Mum made it worse. By this stage she had been working with the England squad for a year, and she got a month’s break at the beginning of the summer, before the season hotted up. As far as I can remember she used the whole month to nag me about going back to the club. The only effect that had was to make me more determined than ever not to go. I did, though, consent to playing a few matches at home, and it was on one of those days that Mum and Alex and I learned about the change in Dad’s fortunes.

You might think that four people don’t make much of a cricket match and you might be right. But we have a secret weapon: an all-purpose fielder who plays for both sides. He is half Alsatian, half mistake, and his name is Randall. He was called something else, I can’t remember what, when we first got him as a pup. But when his particular genius became apparent, Mum decided he should be named after the best fielder she had ever seen, and that was Derek Randall.

If there’s anything behind the theory of reincarnation then Randall was a great cricketer in a former life. For some reason that we have never understood he refuses to retrieve any ball that goes behind the stumps, so one of the fielding team always has to keep wicket. But Randall is perfectly happy to cover the whole of the rest of the pitch and will even go after the fours and sixes that regularly vanish into the undergrowth at the edges of the field. When the bowler is running up Randall takes up position at mid-on, watching the batsman like a hawk. We play with a regulation ICC hard ball, but Randall has no fear of it. He has taken some spectacular, jaw-crunching catches in his time and has never seemed any the worse for it. The best thing about him though, and the thing that makes me think he must be the smartest dog in England, is that he always, always, always takes the ball back to the bowler. Even if it’s a stranger, someone he’s never met before, he remembers who’s bowling and delivers the ball straight to their feet. There’s a dark side to everything, as Mum often says, and the price we have to pay for Randall’s participation is the slimy dog drool that he leaves on the ball. We have to wipe it off on the grass before we polish the ball on our trousers, and some visitors find it a bit distasteful. But we think it’s a small price to pay. Without Randall we just couldn’t have had those small, two-a-side matches.

He was in particularly good form that day, delighted to have the family back together again and doing what, in his view at least, we had been put on earth to do. But Dad played disastrously, missing catches, misjudging his line and length, losing wicket after wicket (we all had to bat several times each) through sheer carelessness. He was so cheerful that we thought he was doing it on purpose, but he wasn’t.

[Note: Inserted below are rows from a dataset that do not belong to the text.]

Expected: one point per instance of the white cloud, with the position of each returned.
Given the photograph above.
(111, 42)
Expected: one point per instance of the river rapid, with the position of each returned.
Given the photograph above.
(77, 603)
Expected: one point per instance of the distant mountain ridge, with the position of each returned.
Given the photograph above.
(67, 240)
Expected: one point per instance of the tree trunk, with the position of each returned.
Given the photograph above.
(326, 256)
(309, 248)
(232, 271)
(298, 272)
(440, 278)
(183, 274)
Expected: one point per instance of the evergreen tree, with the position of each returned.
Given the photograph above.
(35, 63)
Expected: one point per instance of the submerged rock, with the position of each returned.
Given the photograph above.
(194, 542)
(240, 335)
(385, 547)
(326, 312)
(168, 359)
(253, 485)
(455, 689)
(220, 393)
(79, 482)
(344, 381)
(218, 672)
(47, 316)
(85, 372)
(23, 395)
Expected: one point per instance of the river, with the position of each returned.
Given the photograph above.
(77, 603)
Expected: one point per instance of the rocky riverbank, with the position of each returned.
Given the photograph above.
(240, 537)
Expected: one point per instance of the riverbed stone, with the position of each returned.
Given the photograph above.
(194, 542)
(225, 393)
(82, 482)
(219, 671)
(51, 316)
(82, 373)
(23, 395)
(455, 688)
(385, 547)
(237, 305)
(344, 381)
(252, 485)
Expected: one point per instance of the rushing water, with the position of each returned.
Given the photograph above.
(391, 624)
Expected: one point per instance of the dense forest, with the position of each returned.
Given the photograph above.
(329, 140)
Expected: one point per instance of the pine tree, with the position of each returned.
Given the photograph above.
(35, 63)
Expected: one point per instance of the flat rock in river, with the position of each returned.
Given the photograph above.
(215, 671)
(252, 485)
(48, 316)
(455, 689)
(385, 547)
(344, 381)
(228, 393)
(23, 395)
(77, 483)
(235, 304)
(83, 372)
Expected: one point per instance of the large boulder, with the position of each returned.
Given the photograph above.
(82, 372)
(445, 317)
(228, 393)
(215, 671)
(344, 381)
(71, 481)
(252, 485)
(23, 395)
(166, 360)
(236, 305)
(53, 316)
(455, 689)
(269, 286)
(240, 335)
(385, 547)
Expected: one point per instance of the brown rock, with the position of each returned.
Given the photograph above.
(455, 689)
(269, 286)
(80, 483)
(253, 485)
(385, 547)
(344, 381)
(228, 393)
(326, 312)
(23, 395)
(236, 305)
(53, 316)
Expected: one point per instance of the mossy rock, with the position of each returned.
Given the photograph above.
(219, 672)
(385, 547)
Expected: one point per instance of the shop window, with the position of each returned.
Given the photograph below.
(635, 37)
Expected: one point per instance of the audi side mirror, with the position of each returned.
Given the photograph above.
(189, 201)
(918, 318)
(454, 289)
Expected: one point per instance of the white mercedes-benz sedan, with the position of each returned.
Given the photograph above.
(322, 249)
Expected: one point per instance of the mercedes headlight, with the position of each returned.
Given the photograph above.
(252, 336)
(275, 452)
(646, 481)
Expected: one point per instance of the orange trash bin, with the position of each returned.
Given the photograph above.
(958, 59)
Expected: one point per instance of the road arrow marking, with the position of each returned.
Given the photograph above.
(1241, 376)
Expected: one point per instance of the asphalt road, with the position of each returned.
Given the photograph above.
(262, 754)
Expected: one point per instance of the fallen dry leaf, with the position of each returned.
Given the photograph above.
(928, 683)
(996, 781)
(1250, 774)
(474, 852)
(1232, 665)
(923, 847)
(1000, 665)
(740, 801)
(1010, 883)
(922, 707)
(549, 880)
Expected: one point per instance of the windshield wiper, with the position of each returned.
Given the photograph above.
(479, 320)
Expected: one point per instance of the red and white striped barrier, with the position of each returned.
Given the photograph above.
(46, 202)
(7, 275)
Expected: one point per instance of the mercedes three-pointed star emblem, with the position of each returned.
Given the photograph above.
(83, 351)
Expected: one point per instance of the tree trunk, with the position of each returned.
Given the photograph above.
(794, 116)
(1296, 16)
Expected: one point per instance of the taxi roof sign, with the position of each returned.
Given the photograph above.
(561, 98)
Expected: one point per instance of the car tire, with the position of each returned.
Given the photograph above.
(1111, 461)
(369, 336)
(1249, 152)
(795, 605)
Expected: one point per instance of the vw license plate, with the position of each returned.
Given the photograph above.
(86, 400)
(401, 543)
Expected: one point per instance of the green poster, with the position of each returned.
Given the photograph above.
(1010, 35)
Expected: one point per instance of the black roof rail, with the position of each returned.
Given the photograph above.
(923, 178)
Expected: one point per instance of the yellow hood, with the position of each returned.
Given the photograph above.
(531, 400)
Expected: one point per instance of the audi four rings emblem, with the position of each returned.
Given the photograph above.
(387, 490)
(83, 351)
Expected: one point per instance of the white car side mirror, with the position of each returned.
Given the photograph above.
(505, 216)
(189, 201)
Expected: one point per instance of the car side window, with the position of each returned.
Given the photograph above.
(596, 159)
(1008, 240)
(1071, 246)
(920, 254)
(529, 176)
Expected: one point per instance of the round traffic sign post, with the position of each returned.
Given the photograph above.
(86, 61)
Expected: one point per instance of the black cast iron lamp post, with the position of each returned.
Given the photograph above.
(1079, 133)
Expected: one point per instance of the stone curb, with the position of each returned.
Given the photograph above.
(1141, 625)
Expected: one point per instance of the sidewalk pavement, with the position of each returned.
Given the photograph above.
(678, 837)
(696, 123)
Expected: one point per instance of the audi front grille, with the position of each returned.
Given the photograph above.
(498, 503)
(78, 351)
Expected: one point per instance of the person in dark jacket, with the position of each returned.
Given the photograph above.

It was just that he had something else on his mind. When it started drizzling he tore up the stumps and led the way back to the house in a triumphant sort of way, even though he and I had lost the match by about thirty-five runs. It wasn’t until the kettle was on and we were all gathered round the table helping ourselves to sandwiches that we found out what was bothering him. That was when he told us there was something he wanted to talk to us about. That was when we first heard Mr Davenport’s name.